Fue mi primer trabajo, y uno de los momentos que más recuerdo de todos los años en que publicamos en Guambia fue, precisamente, el primer cheque que nos dieron, que en mi caso fue el primer pago que recibí en mi vida. En aquel momento nos pareció un montón, después no tanto, pero una década más adelante, cuando en los medios de comunicación se naturalizó una aberración llamada “pago por canje”, que de pago no tenía nada, porque consistía en darte gratis cosas que no habías pedido ni necesitabas, como fines de semana en estancias turísticas (un clásico de aquella época), entendí que era muchísimo. La compensación económica por un trabajo puede parecer la cosa más natural del mundo, pero en el ambiente artístico es escandalosamente común que algunos vean el pago como un elemento no tan importante en la ecuación. No era el caso de Antonio. Lo suyo no sólo era abrir espacios para favorecer la comunión entre los creadores y su público, sino también pagarles lo mejor posible.
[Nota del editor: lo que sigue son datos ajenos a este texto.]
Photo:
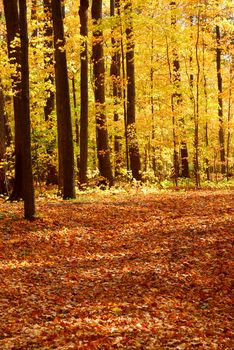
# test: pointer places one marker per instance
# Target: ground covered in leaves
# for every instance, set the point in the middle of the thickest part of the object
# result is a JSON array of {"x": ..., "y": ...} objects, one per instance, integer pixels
[{"x": 123, "y": 271}]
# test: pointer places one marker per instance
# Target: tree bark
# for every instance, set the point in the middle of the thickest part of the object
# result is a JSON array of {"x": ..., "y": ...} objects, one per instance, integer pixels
[
  {"x": 28, "y": 187},
  {"x": 3, "y": 185},
  {"x": 133, "y": 147},
  {"x": 103, "y": 151},
  {"x": 65, "y": 140},
  {"x": 116, "y": 88},
  {"x": 177, "y": 98},
  {"x": 83, "y": 13},
  {"x": 12, "y": 25},
  {"x": 220, "y": 100}
]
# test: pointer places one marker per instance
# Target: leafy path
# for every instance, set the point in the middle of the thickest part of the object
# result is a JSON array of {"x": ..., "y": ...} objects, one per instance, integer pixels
[{"x": 140, "y": 271}]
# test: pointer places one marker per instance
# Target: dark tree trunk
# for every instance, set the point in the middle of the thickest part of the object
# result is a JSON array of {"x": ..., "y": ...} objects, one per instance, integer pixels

Mi recuerdo de él en la redacción era el de un tipo callado, que pasaba mucho rato frente a la computadora, diseñando la revista y contestando con monosílabos, si es que llegaba a contestar. Tata Alcuri llegó a burlarse de eso desde las propias páginas de Guambia. Ahora creo que hablaba tan poco, al menos en el ambiente laboral, porque no estaba especialmente interesado en reflexionar sobre los contenidos de lo que publicaba, sino en ayudar a que vieran la luz.
La década de los 90 no fue fácil para Guambia. Las ventas de diarios y revistas bajaban, para los avisadores parecía que el hecho de que un medio de prensa tuviera un buen tiraje no era motivo suficiente para pautar en él (sigue siendo así), y el clima de la época empezó a volverse más frívolo. La política ya no importaba tanto y el humor cholulo de Marcelo Tinelli empezó a pegar fuerte. A fines del siglo XX la revista dejó de salir, luego tuvo una sobrevida como suplemento del diario Últimas Noticias y finalmente desapareció.
Pero casi al mismo tiempo apareció otro gran proyecto de Antonio, el Espacio Guambia, que funcionaba donde antes estaba la redacción. Además del nombre y el lugar, esta sala de espectáculos compartía con la revista, y seguramente con todos los proyectos de Antonio, el objetivo de reunir a audiencias y creadores, respetando su laburo. Tras décadas de trabajar con ese norte, aquello seguramente se había convertido en algo parecido a un acto reflejo, un camino sobre el que no había que teorizar o hacer alharaca, sino simplemente recorrer, porque era necesario y correcto.